Tolan was still staring out the window, pointing his finger at passing cars. "I'll get 'em. Any special kind?"

"The ones that write," Baker said.

"Yellow wooden ones," Gregory said quickly. "With an eraser. If you can get Eberhard Faber Mongols, get them. You got money?"

Baker heard money mentioned and sat up in bed. "I'll go," he volunteered.

"I'm going," Tolan said. "And I've got what I need." He walked from the room.

While he was gone, The Lizzard returned to the room. Or was returned. He was spilled out of a taxicab by the driver. His gray wig was on sideways and he could barely stand. Walking was out of the question.

Gregory saw him through the window and called, "Baker. Go get The Lizzard. He seems to be having some trouble."

Baker went outside. The Lizzard recognized him and smiled. He batted his remaining single false eyelash.

"Hiya big boy," he said thickly, in a high-pitched squawk. He winked. "Wanna get it on?"
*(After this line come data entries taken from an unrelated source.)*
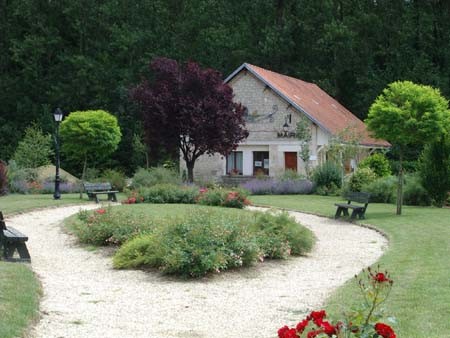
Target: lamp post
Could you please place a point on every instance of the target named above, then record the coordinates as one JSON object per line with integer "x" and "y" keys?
{"x": 57, "y": 115}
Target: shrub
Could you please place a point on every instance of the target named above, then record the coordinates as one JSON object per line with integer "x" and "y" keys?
{"x": 359, "y": 178}
{"x": 434, "y": 170}
{"x": 378, "y": 163}
{"x": 382, "y": 190}
{"x": 34, "y": 150}
{"x": 206, "y": 241}
{"x": 235, "y": 199}
{"x": 279, "y": 187}
{"x": 328, "y": 175}
{"x": 169, "y": 193}
{"x": 213, "y": 197}
{"x": 279, "y": 236}
{"x": 414, "y": 193}
{"x": 290, "y": 175}
{"x": 109, "y": 226}
{"x": 3, "y": 178}
{"x": 153, "y": 176}
{"x": 116, "y": 178}
{"x": 193, "y": 246}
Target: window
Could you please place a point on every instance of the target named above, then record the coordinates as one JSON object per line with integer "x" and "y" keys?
{"x": 234, "y": 163}
{"x": 260, "y": 163}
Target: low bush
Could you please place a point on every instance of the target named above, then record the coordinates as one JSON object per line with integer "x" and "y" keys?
{"x": 278, "y": 187}
{"x": 360, "y": 178}
{"x": 414, "y": 193}
{"x": 106, "y": 226}
{"x": 327, "y": 178}
{"x": 382, "y": 190}
{"x": 279, "y": 236}
{"x": 207, "y": 241}
{"x": 153, "y": 176}
{"x": 169, "y": 193}
{"x": 378, "y": 163}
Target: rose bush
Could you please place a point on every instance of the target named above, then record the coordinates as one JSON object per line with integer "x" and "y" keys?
{"x": 364, "y": 322}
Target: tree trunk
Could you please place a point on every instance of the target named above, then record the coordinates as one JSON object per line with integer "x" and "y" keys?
{"x": 83, "y": 174}
{"x": 190, "y": 168}
{"x": 400, "y": 186}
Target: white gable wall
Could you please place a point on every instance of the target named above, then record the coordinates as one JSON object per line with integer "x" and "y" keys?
{"x": 267, "y": 113}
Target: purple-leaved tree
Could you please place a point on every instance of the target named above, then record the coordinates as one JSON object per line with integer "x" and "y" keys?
{"x": 188, "y": 108}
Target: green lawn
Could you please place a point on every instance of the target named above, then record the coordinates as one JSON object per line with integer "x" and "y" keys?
{"x": 19, "y": 288}
{"x": 418, "y": 259}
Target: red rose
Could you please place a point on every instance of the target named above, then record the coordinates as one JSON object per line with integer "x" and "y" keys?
{"x": 317, "y": 317}
{"x": 328, "y": 328}
{"x": 282, "y": 331}
{"x": 384, "y": 330}
{"x": 313, "y": 334}
{"x": 302, "y": 325}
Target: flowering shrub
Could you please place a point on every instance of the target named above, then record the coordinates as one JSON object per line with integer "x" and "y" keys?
{"x": 278, "y": 186}
{"x": 106, "y": 226}
{"x": 360, "y": 323}
{"x": 205, "y": 241}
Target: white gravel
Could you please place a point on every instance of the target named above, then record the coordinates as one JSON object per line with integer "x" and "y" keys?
{"x": 85, "y": 297}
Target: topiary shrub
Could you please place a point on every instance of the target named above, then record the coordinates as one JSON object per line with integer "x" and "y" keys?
{"x": 378, "y": 163}
{"x": 382, "y": 190}
{"x": 359, "y": 178}
{"x": 327, "y": 178}
{"x": 153, "y": 176}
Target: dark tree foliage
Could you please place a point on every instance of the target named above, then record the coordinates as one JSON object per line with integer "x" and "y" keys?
{"x": 191, "y": 109}
{"x": 82, "y": 55}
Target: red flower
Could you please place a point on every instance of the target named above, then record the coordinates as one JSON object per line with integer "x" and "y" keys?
{"x": 302, "y": 325}
{"x": 328, "y": 328}
{"x": 384, "y": 330}
{"x": 282, "y": 331}
{"x": 380, "y": 277}
{"x": 317, "y": 317}
{"x": 313, "y": 334}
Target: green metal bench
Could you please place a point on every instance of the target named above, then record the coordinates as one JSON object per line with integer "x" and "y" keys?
{"x": 12, "y": 240}
{"x": 358, "y": 210}
{"x": 95, "y": 189}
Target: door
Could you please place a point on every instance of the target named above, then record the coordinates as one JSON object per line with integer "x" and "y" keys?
{"x": 290, "y": 161}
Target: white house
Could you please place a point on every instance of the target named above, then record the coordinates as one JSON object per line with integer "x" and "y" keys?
{"x": 275, "y": 103}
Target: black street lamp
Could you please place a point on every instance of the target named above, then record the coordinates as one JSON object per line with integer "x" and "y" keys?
{"x": 58, "y": 115}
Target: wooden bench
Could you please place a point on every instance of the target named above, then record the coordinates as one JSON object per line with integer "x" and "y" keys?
{"x": 12, "y": 240}
{"x": 95, "y": 189}
{"x": 358, "y": 210}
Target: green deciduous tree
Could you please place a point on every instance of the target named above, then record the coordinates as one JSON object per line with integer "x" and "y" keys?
{"x": 34, "y": 150}
{"x": 89, "y": 134}
{"x": 407, "y": 113}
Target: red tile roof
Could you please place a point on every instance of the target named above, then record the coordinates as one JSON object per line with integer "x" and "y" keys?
{"x": 320, "y": 107}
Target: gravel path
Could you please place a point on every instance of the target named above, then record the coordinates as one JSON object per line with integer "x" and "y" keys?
{"x": 85, "y": 297}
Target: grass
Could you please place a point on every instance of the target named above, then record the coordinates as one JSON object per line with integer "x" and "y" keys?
{"x": 19, "y": 287}
{"x": 418, "y": 259}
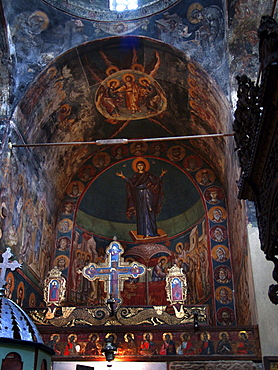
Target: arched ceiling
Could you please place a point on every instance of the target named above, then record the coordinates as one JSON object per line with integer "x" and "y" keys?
{"x": 99, "y": 10}
{"x": 67, "y": 103}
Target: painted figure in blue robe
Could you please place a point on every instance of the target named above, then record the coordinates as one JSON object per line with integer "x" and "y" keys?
{"x": 144, "y": 198}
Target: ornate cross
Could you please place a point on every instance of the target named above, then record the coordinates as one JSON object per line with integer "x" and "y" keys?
{"x": 6, "y": 264}
{"x": 114, "y": 271}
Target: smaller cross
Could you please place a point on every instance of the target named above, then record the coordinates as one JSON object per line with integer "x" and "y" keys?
{"x": 6, "y": 264}
{"x": 114, "y": 271}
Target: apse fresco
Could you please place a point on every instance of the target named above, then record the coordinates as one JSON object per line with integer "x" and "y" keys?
{"x": 241, "y": 343}
{"x": 166, "y": 207}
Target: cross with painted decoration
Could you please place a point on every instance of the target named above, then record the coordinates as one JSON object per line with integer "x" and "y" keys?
{"x": 114, "y": 271}
{"x": 6, "y": 264}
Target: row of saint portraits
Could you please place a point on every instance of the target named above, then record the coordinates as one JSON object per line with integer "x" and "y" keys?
{"x": 148, "y": 344}
{"x": 71, "y": 256}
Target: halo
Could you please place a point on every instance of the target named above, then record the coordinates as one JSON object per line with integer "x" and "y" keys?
{"x": 144, "y": 78}
{"x": 113, "y": 80}
{"x": 202, "y": 335}
{"x": 32, "y": 296}
{"x": 164, "y": 336}
{"x": 140, "y": 159}
{"x": 113, "y": 335}
{"x": 126, "y": 334}
{"x": 53, "y": 335}
{"x": 242, "y": 332}
{"x": 73, "y": 335}
{"x": 43, "y": 15}
{"x": 138, "y": 67}
{"x": 184, "y": 333}
{"x": 162, "y": 258}
{"x": 192, "y": 7}
{"x": 10, "y": 276}
{"x": 21, "y": 285}
{"x": 91, "y": 335}
{"x": 128, "y": 74}
{"x": 178, "y": 246}
{"x": 223, "y": 332}
{"x": 150, "y": 334}
{"x": 111, "y": 68}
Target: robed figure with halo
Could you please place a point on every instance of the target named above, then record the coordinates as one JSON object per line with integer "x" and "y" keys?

"Oh, shut up," Baker said. "You're slammed up again." He threw an arm around The Lizzard's back and helped him toward the door.

" 'S'not true. Not drunk," said Lizzard.

"Bullshit," said Baker.

Inside the room, Gregory said, "You're drunk."

"Just a pose," Lizzard said. "So no one recognize me." His wig now had slipped so far down on his face that it covered his eyes. He kept swatting at it and missing.

"Did you get the apartments?" Gregory demanded.

"Got one. Sherioush houshing shortage in Bay City. Had to look very hard. Got good leadsh for tomorrow. Men want to buy me drinksh all the time."

"Put him in bed," Gregory said.

Baker pushed Lizzard toward the bed. He fell like a solitary tree, hacked down in the middle of an open field. He was asleep before he landed.

"When he sobers up," Gregory said. "We'll find out where the apartment is. We may need it tomorrow when we make our daring daylight raid on that drug headquarters."

Baker nodded. He wished he could remember what address he had said housed the drug operation. Maybe he could get some more money tonight from Gregory for a pre-attack reconnaissance operation.